Seeing a car rushing to enter a line of moving traffic and slamming on the brakes over the crosswalk is another rude and obnoxious habit that has captured the fancy of many who know better. A driver placidly following along in a stream of traffic has no choice but to instinctively react when a car lurches toward him. This trend started perhaps as a joke or to wield power over an unsuspecting sucker obeying the law and has grown to huge proportions. People who were properly taught how to drive and to respect the rules of the road, (some with white hair) are as guilty of this odd maneuver as a beer-fueled novice showing off for buddies. Again, there is no law against it so, “Hey…lets have some fun and scare the socks off other drivers.”
Before Christmas, my husband and I witnessed one terrible car crash a day. Welcome to the hurly-burly holidays! We saw a person merging into traffic from a food store get hit hard enough to peel away the entire driver’s side of the car. Or perhaps the jaws of life took the car’s exterior when used to extract the driver.
The next day it was a daisy-chain pile-up beneath an underpass involving five cars, all of them with drivers who had been minding their own business and out of the blue got smashed from behind. Even if the damage was minimal, a car crash is a shock to the system and involves paperwork, most often with insurance companies being notified. Again, happy holidays. One selfish, distracted tailgater/phone user brought misery to many by casting self-restraint to the winds.
On the third day my husband’s, “Whoa!” alerted me to two cars colliding and car parts skittering over the road, into our lane. This event was especially poignant since the person hit was turning into a coffee shop. I wondered when he finally did get that cup of joe. Or was an oncoming driver in such an all-fired hurry he couldn’t be charitable and let the poor guy make his turn.
I was taught that on the highway you should keep one car length for every 10 miles per hour between cars for safety. The trend of locking onto the bumper of the car ahead at any speed is common practice and honestly, eludes me. I’ve seen in my rearview mirror, a parent tailgating with a child in the passenger seat. This gives new meaning to the words, “teachable moment.”

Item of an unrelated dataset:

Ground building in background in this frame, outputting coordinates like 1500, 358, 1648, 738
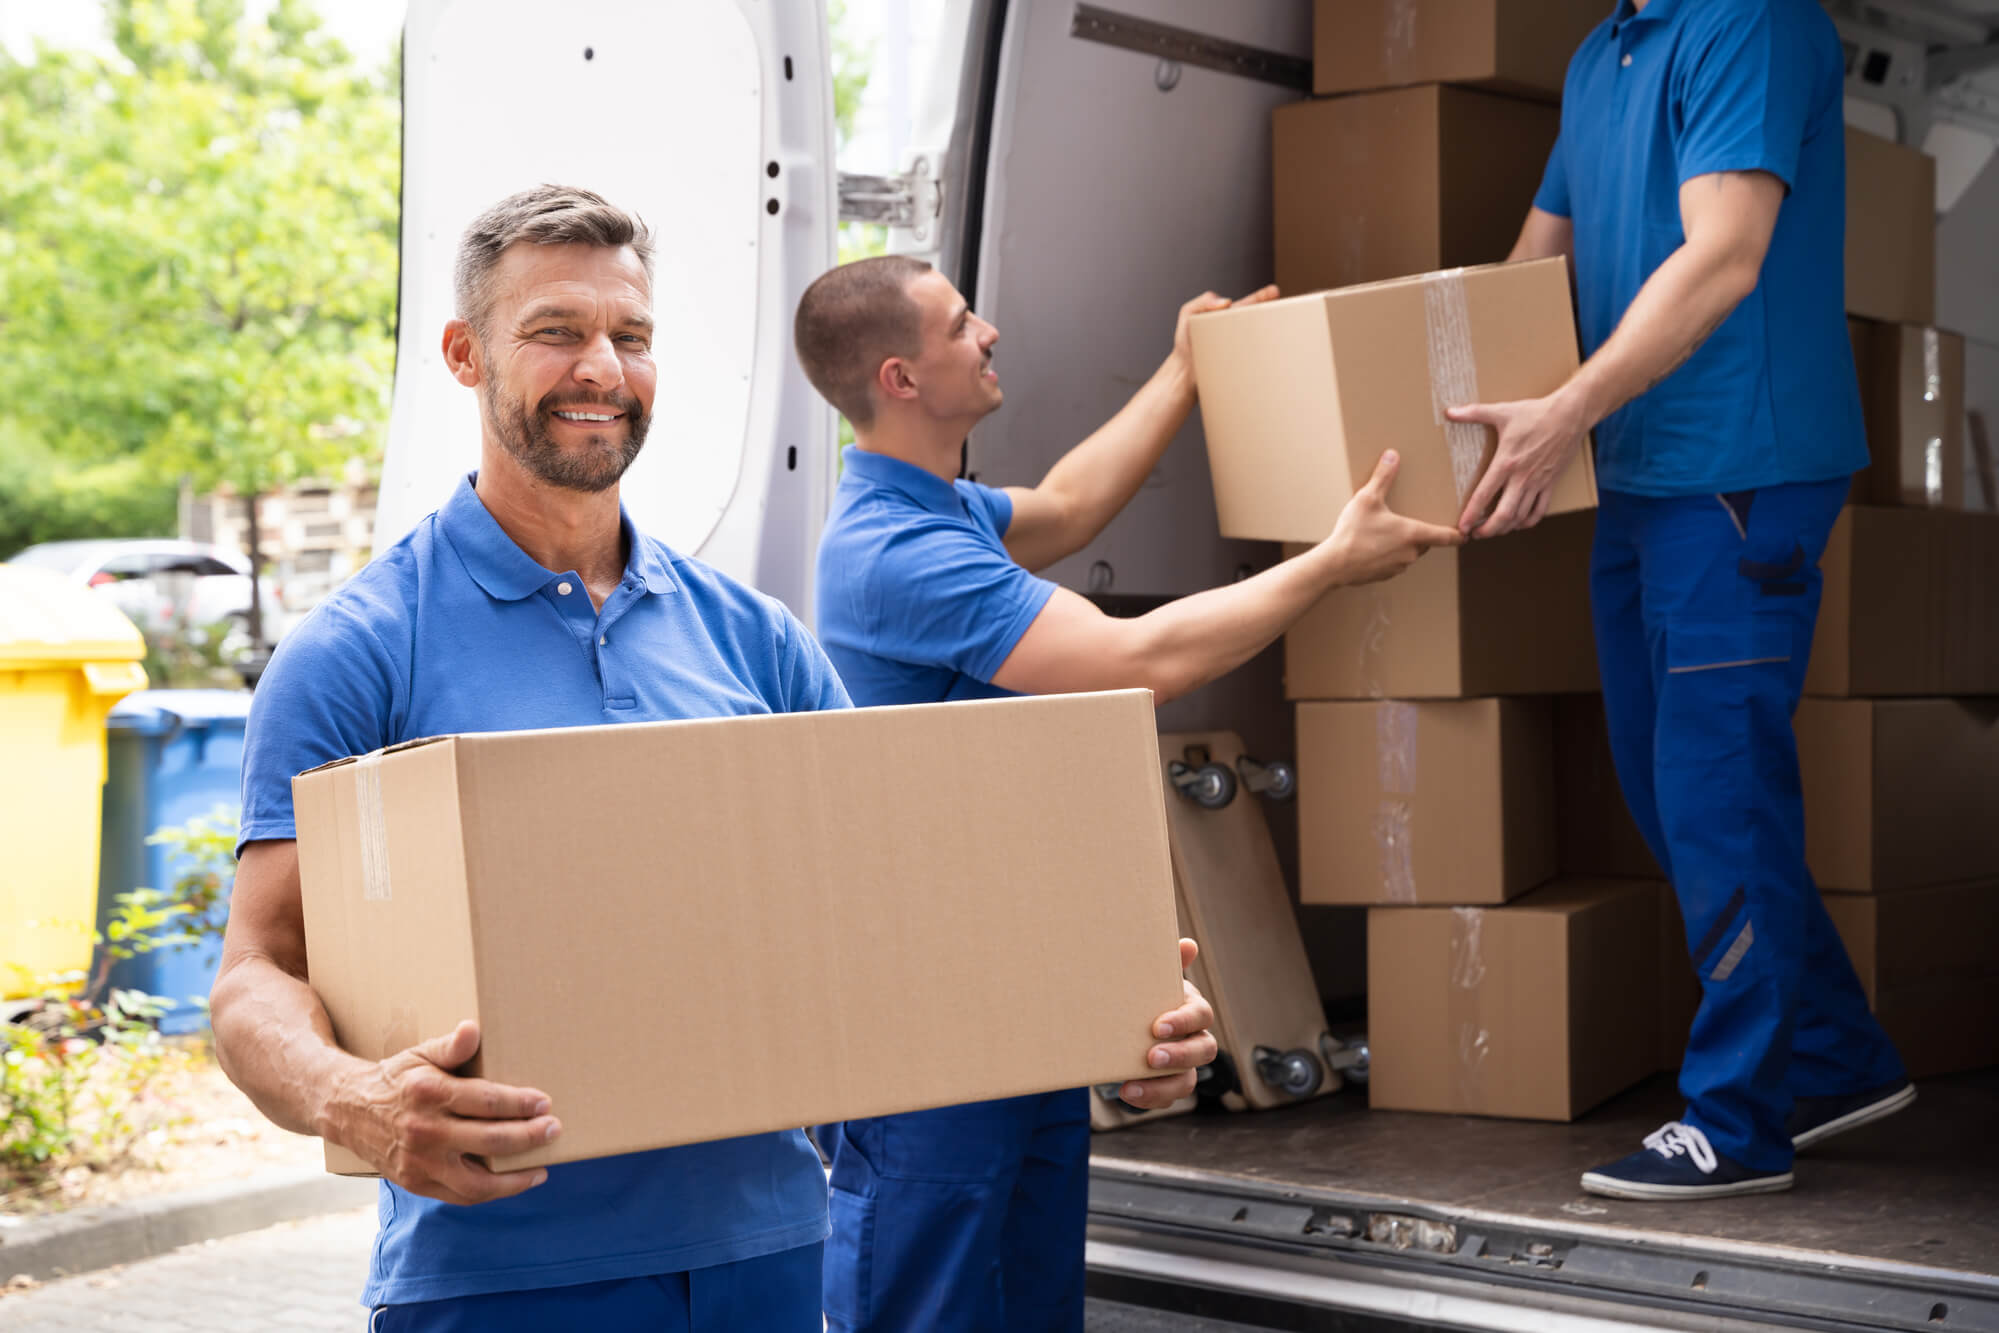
183, 461, 379, 631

Where has self-restraint gone? These accidents could have been avoided if only drivers had used their heads. To this day I can hear my driver education instructor’s voice (it wasn’t soft or gentle) instilling right and wrong and drilling home the privilege of operating a motor vehicle and what it involved. Having control over one’s choices is a good and decent way to live. When did being responsible for your own actions become ‘uncool’ and fall into disfavor?